Adjust the above path to the appropriate path such that it can activate a python environment containing pyiron.

from pyiron_atomistics import Project
import os

pr = Project("test_lammps")
job = pr.create.job.Lammps(job_name='my_job_remote')
structure = pr.create.structure.bulk('Al', cubic=True).repeat(3)
job.structure = structure
job.calc_md()

job.server.queue = "work"  # Your queue server name
job.server.cores = 2
job.server.memory_limit = 2

# The line above issues a warning concerning the potential. You can find more info on the following page:
# https://pyiron.readthedocs.io/en/latest/source/notebooks/first_steps.html
job.run()
  1. Once the job is done on the queue, we can fetch the job back using:

pr = Project("test_lammps")
job_name = "my_job_remote"
pr.wait_for_job(pr.load(job_specifier=job_name))

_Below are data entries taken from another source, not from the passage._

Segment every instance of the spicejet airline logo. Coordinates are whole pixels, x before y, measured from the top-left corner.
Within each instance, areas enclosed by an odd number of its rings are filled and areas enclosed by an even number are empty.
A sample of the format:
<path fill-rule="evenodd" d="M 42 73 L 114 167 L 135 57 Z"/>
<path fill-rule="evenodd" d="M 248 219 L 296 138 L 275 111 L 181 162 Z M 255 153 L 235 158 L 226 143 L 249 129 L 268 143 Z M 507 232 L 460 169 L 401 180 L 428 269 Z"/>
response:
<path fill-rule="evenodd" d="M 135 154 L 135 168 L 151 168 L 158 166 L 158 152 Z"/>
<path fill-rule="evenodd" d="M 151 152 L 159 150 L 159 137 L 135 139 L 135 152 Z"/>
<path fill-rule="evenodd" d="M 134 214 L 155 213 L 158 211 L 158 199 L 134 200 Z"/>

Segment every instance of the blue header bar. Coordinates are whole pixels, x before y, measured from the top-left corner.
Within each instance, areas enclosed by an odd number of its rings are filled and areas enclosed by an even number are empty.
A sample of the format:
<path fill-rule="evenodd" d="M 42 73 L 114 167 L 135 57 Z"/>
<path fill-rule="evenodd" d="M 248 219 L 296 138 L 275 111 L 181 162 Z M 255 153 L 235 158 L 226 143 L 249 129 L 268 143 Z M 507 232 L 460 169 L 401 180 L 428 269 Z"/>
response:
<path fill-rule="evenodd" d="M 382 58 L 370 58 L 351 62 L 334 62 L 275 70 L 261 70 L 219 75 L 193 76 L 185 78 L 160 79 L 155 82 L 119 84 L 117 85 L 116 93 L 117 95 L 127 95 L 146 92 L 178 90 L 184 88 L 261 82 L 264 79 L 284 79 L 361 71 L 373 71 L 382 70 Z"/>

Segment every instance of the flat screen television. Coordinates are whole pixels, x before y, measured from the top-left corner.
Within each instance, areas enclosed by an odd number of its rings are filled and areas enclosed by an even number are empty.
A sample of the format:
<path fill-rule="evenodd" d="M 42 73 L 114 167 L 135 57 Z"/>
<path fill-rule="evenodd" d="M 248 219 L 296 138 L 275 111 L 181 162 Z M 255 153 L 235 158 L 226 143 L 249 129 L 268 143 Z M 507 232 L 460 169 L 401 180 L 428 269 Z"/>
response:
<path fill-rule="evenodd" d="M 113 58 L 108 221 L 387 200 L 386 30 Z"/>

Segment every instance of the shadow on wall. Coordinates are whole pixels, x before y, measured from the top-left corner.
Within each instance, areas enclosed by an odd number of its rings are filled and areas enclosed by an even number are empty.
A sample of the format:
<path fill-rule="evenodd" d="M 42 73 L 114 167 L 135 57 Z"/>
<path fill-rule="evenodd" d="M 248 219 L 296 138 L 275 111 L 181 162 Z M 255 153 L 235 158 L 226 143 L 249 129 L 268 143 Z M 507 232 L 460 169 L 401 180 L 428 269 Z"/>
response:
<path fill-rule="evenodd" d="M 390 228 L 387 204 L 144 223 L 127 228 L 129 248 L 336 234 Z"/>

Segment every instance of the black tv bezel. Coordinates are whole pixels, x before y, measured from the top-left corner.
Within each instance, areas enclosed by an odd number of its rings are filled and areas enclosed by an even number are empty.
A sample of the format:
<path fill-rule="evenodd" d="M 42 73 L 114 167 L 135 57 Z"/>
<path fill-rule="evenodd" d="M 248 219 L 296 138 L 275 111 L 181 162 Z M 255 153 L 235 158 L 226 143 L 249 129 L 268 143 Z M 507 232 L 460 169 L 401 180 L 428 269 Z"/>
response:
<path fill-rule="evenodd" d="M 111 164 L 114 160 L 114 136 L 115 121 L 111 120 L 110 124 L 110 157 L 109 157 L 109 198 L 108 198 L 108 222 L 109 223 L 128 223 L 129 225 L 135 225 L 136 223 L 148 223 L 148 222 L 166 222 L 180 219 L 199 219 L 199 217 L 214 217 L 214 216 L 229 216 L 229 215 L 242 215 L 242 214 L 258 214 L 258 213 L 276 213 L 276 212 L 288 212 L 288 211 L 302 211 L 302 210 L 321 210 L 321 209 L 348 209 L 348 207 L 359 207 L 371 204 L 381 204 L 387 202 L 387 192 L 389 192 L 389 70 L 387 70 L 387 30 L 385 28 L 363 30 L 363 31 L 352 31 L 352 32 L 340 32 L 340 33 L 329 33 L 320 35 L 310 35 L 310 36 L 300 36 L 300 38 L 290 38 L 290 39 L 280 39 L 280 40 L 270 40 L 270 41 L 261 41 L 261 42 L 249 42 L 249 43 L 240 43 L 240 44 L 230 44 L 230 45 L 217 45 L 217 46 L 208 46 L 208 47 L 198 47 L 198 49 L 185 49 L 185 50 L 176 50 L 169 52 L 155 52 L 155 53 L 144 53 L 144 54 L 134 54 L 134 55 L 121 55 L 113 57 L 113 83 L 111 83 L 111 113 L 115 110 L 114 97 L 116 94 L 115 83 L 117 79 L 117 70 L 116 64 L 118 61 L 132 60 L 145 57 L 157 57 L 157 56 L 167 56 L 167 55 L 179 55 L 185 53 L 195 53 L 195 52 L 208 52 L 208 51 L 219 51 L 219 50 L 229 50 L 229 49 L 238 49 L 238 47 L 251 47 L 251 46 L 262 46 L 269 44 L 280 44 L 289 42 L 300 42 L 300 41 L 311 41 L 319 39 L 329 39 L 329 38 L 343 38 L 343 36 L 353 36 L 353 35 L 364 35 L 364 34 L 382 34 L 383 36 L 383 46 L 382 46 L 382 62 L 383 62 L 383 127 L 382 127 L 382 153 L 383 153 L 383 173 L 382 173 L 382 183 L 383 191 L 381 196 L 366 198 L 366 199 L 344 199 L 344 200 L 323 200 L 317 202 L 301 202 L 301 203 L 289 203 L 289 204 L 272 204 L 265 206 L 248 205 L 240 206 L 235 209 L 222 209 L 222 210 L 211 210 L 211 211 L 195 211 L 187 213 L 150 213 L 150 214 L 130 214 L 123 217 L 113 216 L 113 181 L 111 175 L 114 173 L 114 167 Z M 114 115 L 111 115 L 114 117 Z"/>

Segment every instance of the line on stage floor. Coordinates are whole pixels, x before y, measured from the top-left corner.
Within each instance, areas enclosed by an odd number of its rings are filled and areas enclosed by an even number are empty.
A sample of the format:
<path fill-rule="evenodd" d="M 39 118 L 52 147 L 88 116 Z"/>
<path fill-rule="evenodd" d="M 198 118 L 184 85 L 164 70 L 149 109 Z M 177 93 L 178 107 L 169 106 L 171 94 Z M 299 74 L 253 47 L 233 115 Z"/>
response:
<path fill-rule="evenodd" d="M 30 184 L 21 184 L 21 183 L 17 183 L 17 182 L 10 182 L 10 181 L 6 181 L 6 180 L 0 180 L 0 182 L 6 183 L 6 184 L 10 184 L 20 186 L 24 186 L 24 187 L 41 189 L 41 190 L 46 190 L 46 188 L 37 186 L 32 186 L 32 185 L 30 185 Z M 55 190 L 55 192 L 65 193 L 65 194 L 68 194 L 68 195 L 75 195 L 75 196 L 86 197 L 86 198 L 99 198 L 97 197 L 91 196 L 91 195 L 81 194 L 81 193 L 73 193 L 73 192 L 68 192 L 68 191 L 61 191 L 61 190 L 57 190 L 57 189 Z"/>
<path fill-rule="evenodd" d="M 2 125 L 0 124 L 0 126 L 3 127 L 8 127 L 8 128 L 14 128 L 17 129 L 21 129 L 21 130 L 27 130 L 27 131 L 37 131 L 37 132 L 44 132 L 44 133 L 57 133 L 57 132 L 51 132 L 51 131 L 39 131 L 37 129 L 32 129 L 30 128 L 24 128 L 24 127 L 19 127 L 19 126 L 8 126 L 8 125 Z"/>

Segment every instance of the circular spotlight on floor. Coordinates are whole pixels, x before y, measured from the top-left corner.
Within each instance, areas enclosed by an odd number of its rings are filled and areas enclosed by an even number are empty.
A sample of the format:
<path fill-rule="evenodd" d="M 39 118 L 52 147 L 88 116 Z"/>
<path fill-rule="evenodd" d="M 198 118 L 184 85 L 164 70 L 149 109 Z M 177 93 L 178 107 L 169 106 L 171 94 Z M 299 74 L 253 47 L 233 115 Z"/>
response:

And then verify that the fetched job has results associated with it:

job = pr.load(job_name)

print(job["output/generic/energy_tot"])

If some list of numbers prints out in the output, then the calculation was successful!

For more complex setups - such as those involving multiple remote clusters and one host machine, please see Installation.